The Oxford Handbook of the Seven Years' War
Edité par Trevor Burnard, Emma Hart et Marie Houllemare
The Oxford Handbook of the Seven Years’ War contains thirty-eight essays that provide up-to-date scholarship on all aspects of the globally important Seven Years’ War (1756–1763). The volume carefully examines the three major areas of conflict in the war—Europe, South Asia, and the Americas—treating each theatre as distinct from each other but often linked in ways that helped create a new geopolitics from the 1760s onward. Chapters trace the causes of the war in the interior of America; outline the triumphs of Britain and Prussia in fierce fighting across Europe; and explain how the British under the East India Company came to play an important role in South Asian politics and commerce.

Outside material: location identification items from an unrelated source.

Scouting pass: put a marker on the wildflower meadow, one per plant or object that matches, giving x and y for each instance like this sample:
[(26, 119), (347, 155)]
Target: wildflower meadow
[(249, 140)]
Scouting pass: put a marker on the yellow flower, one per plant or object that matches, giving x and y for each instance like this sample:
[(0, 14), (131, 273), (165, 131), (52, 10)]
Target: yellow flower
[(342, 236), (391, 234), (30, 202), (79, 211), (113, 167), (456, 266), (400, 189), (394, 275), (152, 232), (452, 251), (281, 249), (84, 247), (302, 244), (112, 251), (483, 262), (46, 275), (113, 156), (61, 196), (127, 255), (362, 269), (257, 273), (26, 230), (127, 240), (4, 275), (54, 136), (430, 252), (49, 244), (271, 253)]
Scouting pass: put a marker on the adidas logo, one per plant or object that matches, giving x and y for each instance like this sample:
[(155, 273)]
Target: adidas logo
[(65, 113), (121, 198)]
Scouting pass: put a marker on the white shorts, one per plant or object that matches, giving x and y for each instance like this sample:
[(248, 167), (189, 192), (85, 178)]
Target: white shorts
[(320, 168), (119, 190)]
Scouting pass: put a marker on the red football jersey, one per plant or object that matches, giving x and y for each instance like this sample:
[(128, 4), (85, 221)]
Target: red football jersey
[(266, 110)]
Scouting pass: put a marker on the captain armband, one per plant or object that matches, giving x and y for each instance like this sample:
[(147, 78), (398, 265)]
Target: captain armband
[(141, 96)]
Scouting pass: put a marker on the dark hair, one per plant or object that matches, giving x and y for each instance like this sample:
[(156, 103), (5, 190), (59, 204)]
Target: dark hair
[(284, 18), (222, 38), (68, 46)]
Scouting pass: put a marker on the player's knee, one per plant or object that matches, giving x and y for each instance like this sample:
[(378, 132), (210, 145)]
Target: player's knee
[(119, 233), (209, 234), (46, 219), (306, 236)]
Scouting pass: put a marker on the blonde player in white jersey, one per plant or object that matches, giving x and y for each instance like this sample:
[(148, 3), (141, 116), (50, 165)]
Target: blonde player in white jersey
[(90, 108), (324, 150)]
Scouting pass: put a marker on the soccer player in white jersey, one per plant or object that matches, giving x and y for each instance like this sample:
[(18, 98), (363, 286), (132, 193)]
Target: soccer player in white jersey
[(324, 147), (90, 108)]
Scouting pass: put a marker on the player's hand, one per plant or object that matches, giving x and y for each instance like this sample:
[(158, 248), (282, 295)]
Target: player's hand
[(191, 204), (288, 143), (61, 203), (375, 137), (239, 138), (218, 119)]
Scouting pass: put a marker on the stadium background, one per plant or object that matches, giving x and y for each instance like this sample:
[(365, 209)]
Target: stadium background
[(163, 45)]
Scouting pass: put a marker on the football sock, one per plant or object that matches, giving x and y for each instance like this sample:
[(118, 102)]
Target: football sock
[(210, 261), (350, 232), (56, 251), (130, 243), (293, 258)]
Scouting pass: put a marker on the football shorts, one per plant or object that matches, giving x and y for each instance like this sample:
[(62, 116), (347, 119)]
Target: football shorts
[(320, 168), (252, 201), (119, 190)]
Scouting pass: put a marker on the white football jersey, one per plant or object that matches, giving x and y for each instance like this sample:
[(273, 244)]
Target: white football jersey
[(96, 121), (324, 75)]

The Handbook pays due attention to military conflict but does much more than this. It investigates social, cultural, and intellectual developments in a crucial period of reorientation during the mid-eighteenth century. The Handbook is notably diverse in its authorship, with leading scholars on the Seven Years’ War from Europe and South Asia as well as Britain and North America, providing perspectives from many areas outside an Anglo-American frame. It treats the Seven Years’ War as a world-transformative event: not only important in its own right—in shaping commerce, politics, science, art, demography, religion, and gender during the conflict—but also central to the evolving history of South Asia, Europe, and the Americas in the second half of the eighteenth century.